Nasıl başladı ilişkiniz?
Eşkıya Dünyaya Hükümdar Olmaz'da tanıştık. İlişkide 6, evlilikte 3. yılımız. Burak beni tanıdığında ben bu kadar ünlü değildim, biz birlikte büyüdük. Bunun tüm zorluğunu yükünü de beraber çektik.
Anne olmakla ilgili bir düşünceniz, bu konuda üzerinizde baskı var mı?
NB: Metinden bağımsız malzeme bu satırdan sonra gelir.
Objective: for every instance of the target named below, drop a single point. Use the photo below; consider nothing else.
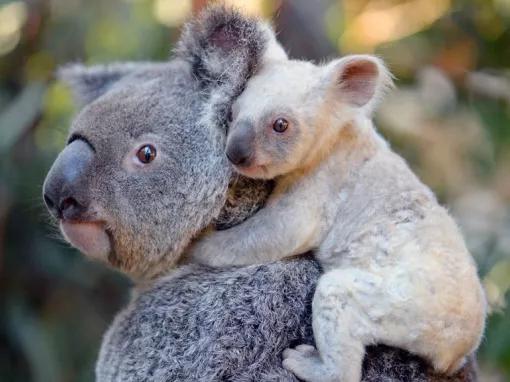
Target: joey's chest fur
(367, 202)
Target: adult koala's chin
(142, 174)
(144, 170)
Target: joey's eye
(146, 154)
(280, 125)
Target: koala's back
(231, 325)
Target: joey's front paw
(304, 361)
(204, 252)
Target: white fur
(396, 268)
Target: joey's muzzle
(65, 187)
(240, 148)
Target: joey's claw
(304, 361)
(305, 348)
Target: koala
(143, 174)
(393, 258)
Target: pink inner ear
(358, 81)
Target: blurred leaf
(19, 115)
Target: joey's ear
(221, 43)
(89, 83)
(360, 80)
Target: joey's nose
(240, 145)
(65, 188)
(238, 156)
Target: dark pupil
(147, 152)
(280, 125)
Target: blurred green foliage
(450, 118)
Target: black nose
(65, 188)
(238, 157)
(65, 207)
(240, 144)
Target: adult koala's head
(144, 170)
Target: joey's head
(144, 171)
(292, 111)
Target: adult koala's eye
(146, 154)
(280, 125)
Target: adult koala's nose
(64, 190)
(241, 143)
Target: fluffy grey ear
(221, 43)
(360, 80)
(89, 83)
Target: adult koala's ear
(359, 80)
(89, 83)
(222, 44)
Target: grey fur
(196, 324)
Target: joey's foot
(304, 361)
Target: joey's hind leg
(342, 327)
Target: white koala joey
(396, 268)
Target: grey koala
(143, 174)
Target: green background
(449, 117)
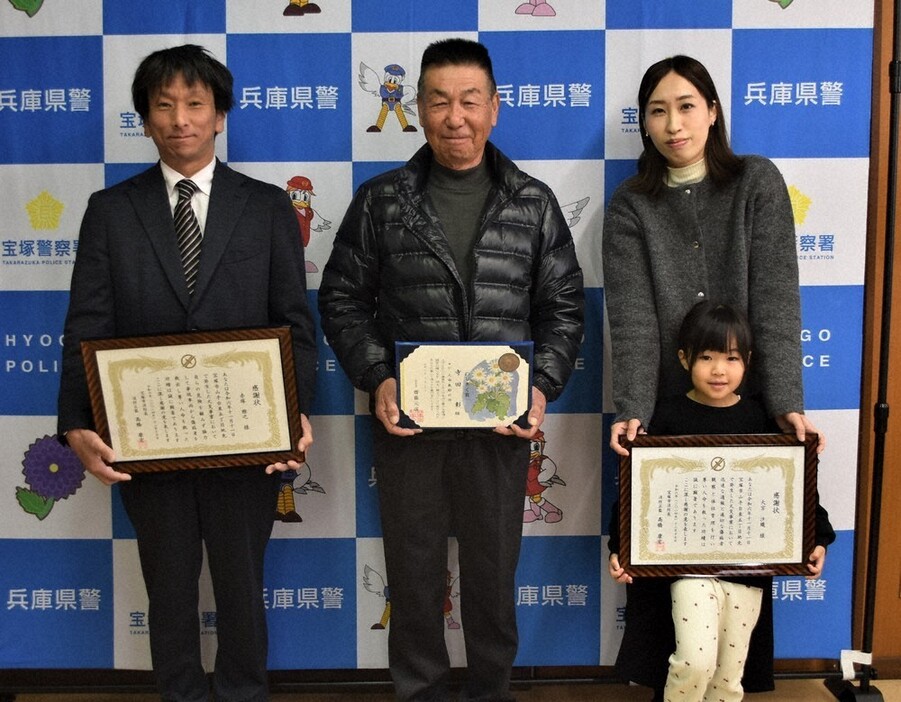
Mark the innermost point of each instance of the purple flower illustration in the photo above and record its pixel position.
(53, 472)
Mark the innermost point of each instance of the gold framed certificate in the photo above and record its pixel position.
(463, 385)
(195, 400)
(718, 505)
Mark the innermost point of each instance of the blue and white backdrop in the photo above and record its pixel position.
(795, 77)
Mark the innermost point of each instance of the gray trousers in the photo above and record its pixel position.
(469, 484)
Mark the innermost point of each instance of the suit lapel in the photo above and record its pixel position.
(151, 203)
(227, 200)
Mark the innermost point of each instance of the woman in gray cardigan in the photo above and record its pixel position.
(695, 222)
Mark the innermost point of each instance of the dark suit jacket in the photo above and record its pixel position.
(128, 278)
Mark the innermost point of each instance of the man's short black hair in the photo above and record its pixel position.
(456, 52)
(194, 63)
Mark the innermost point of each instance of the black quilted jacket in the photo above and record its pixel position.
(391, 276)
Bu baskı hep var. Sadece ailelerde değil izleyicilerimizde de var. Herkes bana senden çok iyi anne olur diyor. Biz de istiyoruz, kısmet. Lise yıllığıma baktığımda, bütün arkadaşlarım anaç biri olduğumu yazmış. O zamanlar bilmiyordum, şimdi anlıyorum. Kendi ihtiyaç duyduğum her şeyi başkalarına vermişim. Kimseyle normal bir arkadaşlık yaşamıyorum. Sanki karşımdakinin bütün dertleri beni ilgilendiriyormuş gibi anne şefkatiyle yaklaşıyorum. Bizim gibi ailelerde büyüyen çocuklarda böyle oluyor. İyi ki böyle bir ailem varmış. Her şeyin pürüzsüz olduğu bir dünyada nasıl biri olurdum merak ediyorum. Şimdi kendimi çekici buluyorum mesela. Çünkü insan derdiyle güzelleşiyor.
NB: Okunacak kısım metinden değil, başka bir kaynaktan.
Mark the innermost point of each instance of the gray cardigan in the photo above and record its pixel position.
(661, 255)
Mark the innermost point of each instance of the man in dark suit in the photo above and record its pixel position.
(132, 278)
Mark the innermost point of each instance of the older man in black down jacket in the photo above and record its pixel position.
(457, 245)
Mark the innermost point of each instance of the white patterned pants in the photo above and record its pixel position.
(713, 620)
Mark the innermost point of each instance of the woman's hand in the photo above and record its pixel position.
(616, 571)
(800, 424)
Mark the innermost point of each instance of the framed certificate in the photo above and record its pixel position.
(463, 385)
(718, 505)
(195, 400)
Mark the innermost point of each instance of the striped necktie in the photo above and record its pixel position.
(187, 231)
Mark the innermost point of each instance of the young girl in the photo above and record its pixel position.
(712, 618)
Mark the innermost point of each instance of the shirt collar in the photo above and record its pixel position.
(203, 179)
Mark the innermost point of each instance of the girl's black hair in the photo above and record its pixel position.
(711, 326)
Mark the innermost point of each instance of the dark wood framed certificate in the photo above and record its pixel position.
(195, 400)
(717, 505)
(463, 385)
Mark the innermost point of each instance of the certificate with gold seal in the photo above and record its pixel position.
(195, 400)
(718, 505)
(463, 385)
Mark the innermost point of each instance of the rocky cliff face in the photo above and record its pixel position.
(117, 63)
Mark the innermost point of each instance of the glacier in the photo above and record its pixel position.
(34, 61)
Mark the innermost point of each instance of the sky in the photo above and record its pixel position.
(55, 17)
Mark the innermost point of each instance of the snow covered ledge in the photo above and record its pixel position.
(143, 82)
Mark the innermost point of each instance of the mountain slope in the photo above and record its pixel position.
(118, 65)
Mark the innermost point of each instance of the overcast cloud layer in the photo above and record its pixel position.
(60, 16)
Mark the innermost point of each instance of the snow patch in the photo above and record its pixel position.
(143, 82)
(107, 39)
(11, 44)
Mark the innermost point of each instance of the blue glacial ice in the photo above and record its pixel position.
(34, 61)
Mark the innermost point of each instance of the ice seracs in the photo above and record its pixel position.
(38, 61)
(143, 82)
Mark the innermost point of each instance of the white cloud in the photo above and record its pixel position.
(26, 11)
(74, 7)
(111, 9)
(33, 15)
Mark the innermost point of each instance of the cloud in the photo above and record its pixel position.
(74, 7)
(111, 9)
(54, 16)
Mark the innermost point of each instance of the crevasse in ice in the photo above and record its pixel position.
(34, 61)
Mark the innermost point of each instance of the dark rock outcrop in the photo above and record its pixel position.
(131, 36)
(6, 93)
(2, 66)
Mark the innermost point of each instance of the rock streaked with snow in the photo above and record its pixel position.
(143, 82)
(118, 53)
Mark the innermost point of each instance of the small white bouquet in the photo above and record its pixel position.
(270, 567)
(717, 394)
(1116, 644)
Gösterinize neden 'Doğru Koca Nasıl Seçilir?' ismini koydunuz?
Bu isim benim Youtube'daki ilk videomun, yani tanınmamı sağlayan videonun ismiydi. Onun uğuruna çok inandım ve karşılığını da aldım. Bana göre sadece eş değil iletişim kurduğumuz herkesi doğru seçebilmenin yolu kendimizi tanımaktan geçiyor. Ve hem kendi hem de evremizdeki insanların değişimlerine kucak açmaktan. Çünkü aslında kimse tanıdığınız ilk günkü gibi kalmıyor ki kalmamalı da. Bir tane hayat var. En seveceğimiz halimize ulaşana kadar kendi sınırlarımızı zorlamaya devam.